Times of Malta projects Malta now well on track for EU’s herd immunity target

Every person in Malta eligible for the COVID-19 vaccine could receive at least one dose by the first week of June, if the current rate is maintained, a Times of Malta exercise has found.

With a weekly average of 5,303 doses administered per day, Malta is also well on track to achieve herd immunity on time to meet the end-of-summer target set by the European Union.

According to the latest population calculations by the NSO, there are 432,616 adults eligible to get vaccinated. For herd immunity to be declared, 70 per cent of these people need to be given the jab.

Why Sette Giugno?
Times of Malta calculated the data from March 31, when 142,805 first doses were administered. That means there are still 289,811 people waiting to get at least one shot.

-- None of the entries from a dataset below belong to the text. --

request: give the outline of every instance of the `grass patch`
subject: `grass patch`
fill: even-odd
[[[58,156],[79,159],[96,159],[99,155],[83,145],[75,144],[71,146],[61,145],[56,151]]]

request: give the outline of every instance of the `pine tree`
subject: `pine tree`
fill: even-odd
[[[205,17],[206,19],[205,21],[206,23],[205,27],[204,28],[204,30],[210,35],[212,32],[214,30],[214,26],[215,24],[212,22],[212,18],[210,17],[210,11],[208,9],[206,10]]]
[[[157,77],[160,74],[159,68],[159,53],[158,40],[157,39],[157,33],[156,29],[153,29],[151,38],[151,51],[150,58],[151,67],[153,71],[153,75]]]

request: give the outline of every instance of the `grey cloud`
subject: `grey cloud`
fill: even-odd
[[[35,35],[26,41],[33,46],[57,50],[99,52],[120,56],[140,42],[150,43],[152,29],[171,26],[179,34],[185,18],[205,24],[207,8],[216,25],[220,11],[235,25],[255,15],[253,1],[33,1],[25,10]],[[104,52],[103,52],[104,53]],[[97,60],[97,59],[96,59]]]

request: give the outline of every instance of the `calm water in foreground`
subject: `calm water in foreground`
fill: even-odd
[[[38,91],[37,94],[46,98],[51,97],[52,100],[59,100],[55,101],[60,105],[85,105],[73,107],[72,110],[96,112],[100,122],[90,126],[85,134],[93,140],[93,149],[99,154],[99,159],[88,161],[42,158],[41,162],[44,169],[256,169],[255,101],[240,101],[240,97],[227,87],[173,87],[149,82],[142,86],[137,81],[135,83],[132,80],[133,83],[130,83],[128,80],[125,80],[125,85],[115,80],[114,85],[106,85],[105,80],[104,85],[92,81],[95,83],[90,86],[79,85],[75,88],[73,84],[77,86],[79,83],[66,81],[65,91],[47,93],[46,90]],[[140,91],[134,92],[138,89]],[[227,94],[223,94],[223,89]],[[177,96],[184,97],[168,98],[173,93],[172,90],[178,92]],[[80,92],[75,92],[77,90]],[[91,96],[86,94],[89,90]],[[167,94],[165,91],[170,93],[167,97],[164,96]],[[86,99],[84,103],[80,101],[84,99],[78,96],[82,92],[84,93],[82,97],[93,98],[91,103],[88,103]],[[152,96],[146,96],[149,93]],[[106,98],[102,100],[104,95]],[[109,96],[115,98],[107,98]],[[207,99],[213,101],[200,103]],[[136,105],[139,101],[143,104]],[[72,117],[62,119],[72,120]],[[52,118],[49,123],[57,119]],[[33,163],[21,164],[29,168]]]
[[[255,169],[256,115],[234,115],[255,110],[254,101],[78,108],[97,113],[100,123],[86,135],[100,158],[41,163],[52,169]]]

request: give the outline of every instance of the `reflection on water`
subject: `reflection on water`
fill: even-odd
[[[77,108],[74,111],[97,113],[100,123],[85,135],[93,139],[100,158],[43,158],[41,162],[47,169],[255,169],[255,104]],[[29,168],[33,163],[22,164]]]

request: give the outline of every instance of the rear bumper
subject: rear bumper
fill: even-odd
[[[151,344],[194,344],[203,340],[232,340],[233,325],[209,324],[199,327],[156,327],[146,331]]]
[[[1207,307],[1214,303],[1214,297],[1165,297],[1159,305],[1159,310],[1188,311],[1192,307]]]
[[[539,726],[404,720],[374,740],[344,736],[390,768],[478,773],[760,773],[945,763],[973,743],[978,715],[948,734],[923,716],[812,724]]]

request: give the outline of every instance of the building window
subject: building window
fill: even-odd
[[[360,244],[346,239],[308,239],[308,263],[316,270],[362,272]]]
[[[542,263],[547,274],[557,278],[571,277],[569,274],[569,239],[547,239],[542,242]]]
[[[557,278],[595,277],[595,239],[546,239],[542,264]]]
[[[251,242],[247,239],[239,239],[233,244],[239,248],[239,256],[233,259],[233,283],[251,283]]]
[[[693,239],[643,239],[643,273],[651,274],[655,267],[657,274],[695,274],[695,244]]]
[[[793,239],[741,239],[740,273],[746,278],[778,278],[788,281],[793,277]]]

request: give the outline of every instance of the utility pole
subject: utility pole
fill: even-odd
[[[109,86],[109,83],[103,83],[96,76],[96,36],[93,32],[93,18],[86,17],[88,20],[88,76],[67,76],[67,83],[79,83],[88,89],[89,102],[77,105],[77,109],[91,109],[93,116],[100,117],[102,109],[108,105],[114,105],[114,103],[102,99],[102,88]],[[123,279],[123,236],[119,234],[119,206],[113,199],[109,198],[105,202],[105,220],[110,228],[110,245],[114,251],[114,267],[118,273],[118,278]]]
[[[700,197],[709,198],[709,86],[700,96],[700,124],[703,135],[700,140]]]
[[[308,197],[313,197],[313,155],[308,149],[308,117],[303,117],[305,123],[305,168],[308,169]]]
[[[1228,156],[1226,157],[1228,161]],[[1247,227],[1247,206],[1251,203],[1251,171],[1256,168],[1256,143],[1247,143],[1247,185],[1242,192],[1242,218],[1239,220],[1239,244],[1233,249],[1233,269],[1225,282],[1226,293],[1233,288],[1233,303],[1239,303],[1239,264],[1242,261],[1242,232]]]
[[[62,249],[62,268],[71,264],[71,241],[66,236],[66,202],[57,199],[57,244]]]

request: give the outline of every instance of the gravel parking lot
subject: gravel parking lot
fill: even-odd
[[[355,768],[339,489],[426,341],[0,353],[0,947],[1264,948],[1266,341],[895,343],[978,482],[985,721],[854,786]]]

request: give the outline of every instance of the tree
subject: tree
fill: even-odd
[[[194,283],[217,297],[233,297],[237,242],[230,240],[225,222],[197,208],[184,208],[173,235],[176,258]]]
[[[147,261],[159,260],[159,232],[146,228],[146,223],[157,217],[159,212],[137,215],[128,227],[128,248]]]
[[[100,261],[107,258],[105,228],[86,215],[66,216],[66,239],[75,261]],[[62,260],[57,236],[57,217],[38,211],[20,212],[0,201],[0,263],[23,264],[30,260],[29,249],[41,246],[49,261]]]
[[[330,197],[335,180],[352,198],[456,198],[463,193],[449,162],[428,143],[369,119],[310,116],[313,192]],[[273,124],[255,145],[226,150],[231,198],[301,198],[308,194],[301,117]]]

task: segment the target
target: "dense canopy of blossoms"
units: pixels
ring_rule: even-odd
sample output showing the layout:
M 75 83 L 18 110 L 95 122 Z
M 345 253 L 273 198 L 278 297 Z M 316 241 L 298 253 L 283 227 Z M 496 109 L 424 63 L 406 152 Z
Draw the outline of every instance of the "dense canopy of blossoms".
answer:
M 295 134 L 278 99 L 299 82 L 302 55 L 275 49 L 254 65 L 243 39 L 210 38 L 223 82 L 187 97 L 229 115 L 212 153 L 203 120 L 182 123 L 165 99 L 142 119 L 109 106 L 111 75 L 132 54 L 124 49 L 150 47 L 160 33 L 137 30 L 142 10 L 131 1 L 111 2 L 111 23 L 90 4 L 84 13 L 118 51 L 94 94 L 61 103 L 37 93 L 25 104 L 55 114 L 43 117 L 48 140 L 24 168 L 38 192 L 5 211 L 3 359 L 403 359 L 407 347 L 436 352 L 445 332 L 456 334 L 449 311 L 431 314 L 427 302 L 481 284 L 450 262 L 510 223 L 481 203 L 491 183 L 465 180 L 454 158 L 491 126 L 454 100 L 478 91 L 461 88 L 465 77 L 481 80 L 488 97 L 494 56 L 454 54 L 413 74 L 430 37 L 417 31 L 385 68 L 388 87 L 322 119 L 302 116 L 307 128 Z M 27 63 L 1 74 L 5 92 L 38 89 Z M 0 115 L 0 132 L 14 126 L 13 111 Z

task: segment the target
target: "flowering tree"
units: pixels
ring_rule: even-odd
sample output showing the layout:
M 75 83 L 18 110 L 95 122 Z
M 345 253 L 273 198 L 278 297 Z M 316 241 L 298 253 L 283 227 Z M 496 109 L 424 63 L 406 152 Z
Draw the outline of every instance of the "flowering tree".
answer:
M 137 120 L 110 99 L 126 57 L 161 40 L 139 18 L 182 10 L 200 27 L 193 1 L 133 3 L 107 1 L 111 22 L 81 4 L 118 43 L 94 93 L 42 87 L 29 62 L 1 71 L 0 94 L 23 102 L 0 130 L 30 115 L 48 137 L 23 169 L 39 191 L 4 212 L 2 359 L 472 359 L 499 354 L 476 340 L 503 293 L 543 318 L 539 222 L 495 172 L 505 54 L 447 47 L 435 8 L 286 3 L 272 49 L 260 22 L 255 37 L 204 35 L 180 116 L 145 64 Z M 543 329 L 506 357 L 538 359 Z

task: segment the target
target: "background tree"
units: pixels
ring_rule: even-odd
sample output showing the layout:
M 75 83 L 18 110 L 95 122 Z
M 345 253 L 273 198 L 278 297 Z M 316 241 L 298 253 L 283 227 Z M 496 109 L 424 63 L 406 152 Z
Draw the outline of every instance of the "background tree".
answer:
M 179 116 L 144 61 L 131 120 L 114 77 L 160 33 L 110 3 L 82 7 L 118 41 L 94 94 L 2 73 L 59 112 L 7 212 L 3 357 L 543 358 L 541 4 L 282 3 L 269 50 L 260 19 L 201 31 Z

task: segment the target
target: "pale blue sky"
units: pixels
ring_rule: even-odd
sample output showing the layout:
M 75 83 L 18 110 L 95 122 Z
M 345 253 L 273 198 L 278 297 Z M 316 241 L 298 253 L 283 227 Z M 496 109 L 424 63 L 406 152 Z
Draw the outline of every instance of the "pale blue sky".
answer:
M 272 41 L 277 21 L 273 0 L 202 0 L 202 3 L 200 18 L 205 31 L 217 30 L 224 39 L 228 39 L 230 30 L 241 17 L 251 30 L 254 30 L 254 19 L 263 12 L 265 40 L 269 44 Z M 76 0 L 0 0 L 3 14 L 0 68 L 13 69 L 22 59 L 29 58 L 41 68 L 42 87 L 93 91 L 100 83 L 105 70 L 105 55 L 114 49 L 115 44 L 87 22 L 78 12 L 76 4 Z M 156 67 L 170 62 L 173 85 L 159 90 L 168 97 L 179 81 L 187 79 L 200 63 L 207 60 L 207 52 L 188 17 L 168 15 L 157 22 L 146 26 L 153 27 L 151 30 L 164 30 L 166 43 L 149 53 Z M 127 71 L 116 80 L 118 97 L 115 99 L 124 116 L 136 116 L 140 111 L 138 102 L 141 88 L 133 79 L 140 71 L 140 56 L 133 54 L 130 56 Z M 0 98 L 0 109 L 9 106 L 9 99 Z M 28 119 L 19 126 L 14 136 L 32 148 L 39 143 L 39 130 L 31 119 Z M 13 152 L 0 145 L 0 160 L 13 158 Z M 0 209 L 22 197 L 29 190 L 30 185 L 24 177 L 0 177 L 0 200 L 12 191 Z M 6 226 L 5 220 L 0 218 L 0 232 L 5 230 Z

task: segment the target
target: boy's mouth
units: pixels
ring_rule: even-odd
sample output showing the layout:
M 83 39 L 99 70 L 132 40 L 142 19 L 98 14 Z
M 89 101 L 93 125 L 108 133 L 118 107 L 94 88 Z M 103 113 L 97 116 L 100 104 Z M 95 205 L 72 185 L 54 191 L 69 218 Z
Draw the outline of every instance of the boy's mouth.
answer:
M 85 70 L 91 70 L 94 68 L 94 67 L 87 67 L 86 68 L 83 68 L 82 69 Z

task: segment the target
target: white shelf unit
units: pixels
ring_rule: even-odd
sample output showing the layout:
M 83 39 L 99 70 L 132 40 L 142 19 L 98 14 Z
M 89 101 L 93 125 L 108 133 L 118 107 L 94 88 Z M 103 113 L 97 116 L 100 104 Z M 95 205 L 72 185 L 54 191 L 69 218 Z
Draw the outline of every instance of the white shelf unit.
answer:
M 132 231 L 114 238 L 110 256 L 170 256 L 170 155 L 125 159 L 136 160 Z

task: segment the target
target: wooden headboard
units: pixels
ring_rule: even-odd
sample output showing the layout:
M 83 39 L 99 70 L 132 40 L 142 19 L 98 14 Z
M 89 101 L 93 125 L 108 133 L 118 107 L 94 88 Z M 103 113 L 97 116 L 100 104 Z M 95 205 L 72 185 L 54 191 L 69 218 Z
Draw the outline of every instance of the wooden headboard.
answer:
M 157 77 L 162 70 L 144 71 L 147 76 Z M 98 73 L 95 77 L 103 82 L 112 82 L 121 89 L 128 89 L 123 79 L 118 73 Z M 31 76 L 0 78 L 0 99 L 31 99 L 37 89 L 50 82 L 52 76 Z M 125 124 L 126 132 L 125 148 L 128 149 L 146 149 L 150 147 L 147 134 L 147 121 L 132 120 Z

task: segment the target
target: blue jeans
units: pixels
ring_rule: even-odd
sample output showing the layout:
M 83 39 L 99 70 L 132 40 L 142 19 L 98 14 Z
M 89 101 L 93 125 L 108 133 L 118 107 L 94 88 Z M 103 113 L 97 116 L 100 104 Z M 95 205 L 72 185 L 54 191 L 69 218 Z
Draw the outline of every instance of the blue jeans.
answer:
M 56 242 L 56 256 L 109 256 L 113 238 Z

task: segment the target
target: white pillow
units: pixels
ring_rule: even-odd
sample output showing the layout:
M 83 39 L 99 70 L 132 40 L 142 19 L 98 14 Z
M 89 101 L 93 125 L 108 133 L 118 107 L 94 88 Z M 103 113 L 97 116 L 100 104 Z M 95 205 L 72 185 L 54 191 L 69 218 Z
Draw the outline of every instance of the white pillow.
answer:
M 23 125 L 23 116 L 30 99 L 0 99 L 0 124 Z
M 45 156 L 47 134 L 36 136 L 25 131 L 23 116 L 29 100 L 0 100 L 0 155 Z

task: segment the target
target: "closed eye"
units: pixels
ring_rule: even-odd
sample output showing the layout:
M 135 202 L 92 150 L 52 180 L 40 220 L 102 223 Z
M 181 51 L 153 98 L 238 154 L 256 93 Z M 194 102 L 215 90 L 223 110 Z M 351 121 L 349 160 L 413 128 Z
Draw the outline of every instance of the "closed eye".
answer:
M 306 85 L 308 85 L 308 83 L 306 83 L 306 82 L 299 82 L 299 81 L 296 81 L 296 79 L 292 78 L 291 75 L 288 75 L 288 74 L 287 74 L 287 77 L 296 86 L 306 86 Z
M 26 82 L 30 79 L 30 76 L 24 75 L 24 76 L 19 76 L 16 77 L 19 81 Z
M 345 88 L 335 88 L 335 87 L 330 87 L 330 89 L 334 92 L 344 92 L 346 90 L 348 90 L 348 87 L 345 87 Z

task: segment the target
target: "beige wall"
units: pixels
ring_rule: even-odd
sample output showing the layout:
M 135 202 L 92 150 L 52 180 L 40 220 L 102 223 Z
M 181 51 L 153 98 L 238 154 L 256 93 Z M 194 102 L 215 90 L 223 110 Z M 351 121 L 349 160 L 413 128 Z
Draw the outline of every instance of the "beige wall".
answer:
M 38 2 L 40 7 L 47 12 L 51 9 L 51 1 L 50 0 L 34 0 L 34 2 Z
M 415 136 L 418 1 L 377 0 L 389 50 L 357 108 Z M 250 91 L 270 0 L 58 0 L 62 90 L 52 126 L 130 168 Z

During the final week of March, an average of 4,232 first doses were administered by the health authorities daily.

At this current rate, it will therefore take around 68 days from March 31 to administer at least one dose of the COVD-19 vaccine to all the eligible adults. That would mean Sette Giugno, a public holiday on June 7 commemorating the 1919 uprising, could be extra special.

Times of Malta’s projections are worked out while health authorities only have three vaccines at their disposal – those by Moderna, Pfizer and AstraZeneca. The EU recently approved another jab, by Johnson and Johnson, which is set to start being delivered around mid-April.

This fourth vaccine provides immunity through just a single dose and although it remains unclear how many doses Malta will initially be receiving, the government has said this could be a game-changer that significantly speeds up the roll-out.

What about herd immunity?
This too is not far off. At the current rate of vaccination, Malta will achieve herd immunity by mid-June.

A total of 302,831 adults have to be vaccinated for 70 per cent of the population to have immunity. With the three vaccines currently available, each person will require two doses to be fully inoculated, meaning 605,662 doses have to be administered

As of the official data published up until the end of March, the health authorities had administered a total of 197,383 doses which means there were at least 408,279 doses yet to be given out.

At an average of 5,303 doses given out daily, it will take around 77 days for herd immunity to be declared.

However, the impact of ‘variants of concern’ remains a potential issue.

The manufactures of the Pfizer vaccine say a study suggests it is effective against the South African strain, which researchers were worried might be resistant.

On Thursday, public health chief Charmaine Gauci said the authorities are still studying the impact of the variants and whether a bigger portion of the population needs to be vaccinated for herd immunity to be achieved.